While crawlers aim to retrieve as much information as possible for enhanced search results, some websites may contain sensitive files that should not be publicly indexed. A robots.txt file is the first file that a crawler will scan, and it is used primarily to manage crawler traffic to a site. It tells search engine crawlers which URLs the crawler can access but is not a mechanism for keeping a web page out of Google.

User-agent: Specifies the type of crawler that can index your site.

Allow: Specifies the directories or file(s) that the crawler can index.

Disallow: Specifies the directories or file(s) that the “Crawler” cannot index.

Sitemap: Provide a reference to where the sitemap is located (improves SEO).

Regexes can be used to disallow all files with extension .ini, .conf, or any other sensitive file type. Careful consideration is essential when designing a robots.txt file to avoid inadvertently exposing vital website configuration details.

Sitemap

Search engines operate continuously, and having a well-structured sitemap greatly benefits them. When a website has a clear and organized sitemap in XML format, crawlers can efficiently scrape the content from the sitemap, avoiding the need to access each webpage individually. Sitemaps provide a roadmap of content routes within the domain, facilitating effective crawling. While sitemaps themselves are not inherently risky, it is crucial to ensure the proper configuration of the robots.txt file to maintain the confidentiality of sensitive configuration files.

Google Dorking

While Google is a valuable search engine, its vast content leads to numerous clickbait websites and irrelevant information on every search. There is no need to complicate looking up videos of puppies, but delving into niche topics requires more comprehensive approaches. By employing advanced search techniques, we can refine our searches and minimize the need to sift through ad-filled and unproductive websites.

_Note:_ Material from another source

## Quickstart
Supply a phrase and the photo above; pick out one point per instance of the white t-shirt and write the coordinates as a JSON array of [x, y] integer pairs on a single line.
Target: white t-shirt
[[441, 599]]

Here are some dorks that will refine the content that appears during a search:

site:jcawl.com google dorksSearch a particular website.
filetype:pdf tacos Search for a particular file type.
ext:pdf tacosSearch for a file extension.
@youtube tacosSearch a specific social media.
define:tacosProvide a definition.
source:thehackernewsFind news from a source.
cache:exploit-db.comShow cached version of website.

Find documents that follow patterns or have extract text string:

intitle:tacosSearch for results with tacos in the title.
intext:”how to use google dorks”Find website containing the string.
inurl:googledorksFinds links containing the string.

“Dorking” refers to the technique of leveraging Google’s search engine capabilities to identify vulnerable web applications and servers. The Google Hacking Database (GHDB) is a comprehensive collection of Google dorking commands. The GHDB encompasses a vast array of specialized search queries that can be utilized to uncover sensitive information, vulnerabilities, and hidden content on web applications and servers. When using Google dorking, it’s crucial to remember that Google can identify your actions, so it’s best to use it responsibly. Yes, the information is public but exploiting sensitive information found through Google dorking is illegal and can lead to being labeled a cybercriminal.

I won’t get into all of the use cases, but a simple one would be finding excel file email lists. To perform this, we can specify the file type and URL with this search:

filetype:xls inurl:"email"

Browsing through the GHDB can provide valuable insights into various payloads and the specific results they produce. If you find this topic intriguing, I recommend exploring the database and examining the different dorks available. You’ll likely discover a lot of useful information and techniques to enhance your understanding in this area.

Conclusion

Google is undoubtedly a powerful search engine for general use, it also serves as an invaluable tool for cyber professionals. Its capabilities extend beyond conventional searches, enabling experts to employ advanced techniques like Google dorking to identify vulnerabilities, hidden files, and potential security risks.